Untuk kawasan cagar budaya itu padahal banyak manfaatnya baik dalam keilmuan, keindahan, sejarah, budaya maupun masyarakat itu sendiri, keberadaan ini semestinya harus diselamatkan untuk generasi mendatang.

Sebelum acara workshop tersebut telah dilakukan peyerahan 45 arca batu secara simbolis dari almarhum Hardjonagoro ( Go Tek Swan) yang diserahkkan oleh ahli warisnya Hardjo Suwarno, kepada Direktur Purbakala Drs Suroso,M.Hun dan terus di serahkan kepada Walikota Surakarta Ir Joko Widodo untuk di simpan di Museum Radyapustaka Solo.

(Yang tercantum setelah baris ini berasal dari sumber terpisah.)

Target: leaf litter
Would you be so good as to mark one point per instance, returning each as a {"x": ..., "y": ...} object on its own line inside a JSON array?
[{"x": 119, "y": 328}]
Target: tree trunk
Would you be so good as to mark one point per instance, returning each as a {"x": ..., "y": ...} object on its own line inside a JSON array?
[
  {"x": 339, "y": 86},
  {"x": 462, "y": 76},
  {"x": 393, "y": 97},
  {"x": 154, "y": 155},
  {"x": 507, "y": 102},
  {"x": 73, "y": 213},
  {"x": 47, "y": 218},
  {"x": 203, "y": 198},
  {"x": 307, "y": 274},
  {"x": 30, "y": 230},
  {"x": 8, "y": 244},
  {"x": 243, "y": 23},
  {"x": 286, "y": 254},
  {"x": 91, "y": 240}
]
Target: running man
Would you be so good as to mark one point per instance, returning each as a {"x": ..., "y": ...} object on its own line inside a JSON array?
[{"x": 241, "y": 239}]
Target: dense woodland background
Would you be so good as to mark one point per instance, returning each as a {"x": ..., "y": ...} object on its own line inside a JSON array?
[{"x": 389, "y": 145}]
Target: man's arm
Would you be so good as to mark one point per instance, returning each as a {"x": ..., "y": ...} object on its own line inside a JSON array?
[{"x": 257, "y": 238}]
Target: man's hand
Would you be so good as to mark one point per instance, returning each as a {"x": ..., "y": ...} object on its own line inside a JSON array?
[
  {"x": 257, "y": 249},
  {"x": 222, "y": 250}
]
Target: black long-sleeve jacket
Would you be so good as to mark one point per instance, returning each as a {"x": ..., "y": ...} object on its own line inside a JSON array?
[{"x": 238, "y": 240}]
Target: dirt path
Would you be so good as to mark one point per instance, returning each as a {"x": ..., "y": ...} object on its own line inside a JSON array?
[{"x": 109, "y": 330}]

Sebanyak 45 arca batu ini merupakan aset daerah yang dimiliki Pemerintah Pusat, dan dalam pengembalian ini tidak ada desakan dari manapun, tetapi merupakan atas kesadaran diri sendiri, kata Direktur Purbakala Drs Suroso, M.Hum.

Untuk pelestarian seperti ini sangat penting bagi ilmu pengetahuan atau yang lainnya bagi generasi mendatang. "Untuk itu sebelum benda-benda tersebut dipindahkan ke Museum Radyapustaka saya titip agar dirawat dulu," katanya.

Untuk memelihara warisan cagar budaya itu tidak mudah, olehkarena itu agar semua kota yang memiliki secepatnya di Perdakan, kata Walikota Surakarta Ir Joko Widodo.

"Saya merasakan sendiri baru-baru ini saya didemo warga gara-gara mengenai masalah cagar budaya, untuk itu lewat jaringan ini diharapkan akan bisa memecahkan persoalan mengenai pelestarian cagar budaya yang ada di kota-kota maupun daerah," katanya.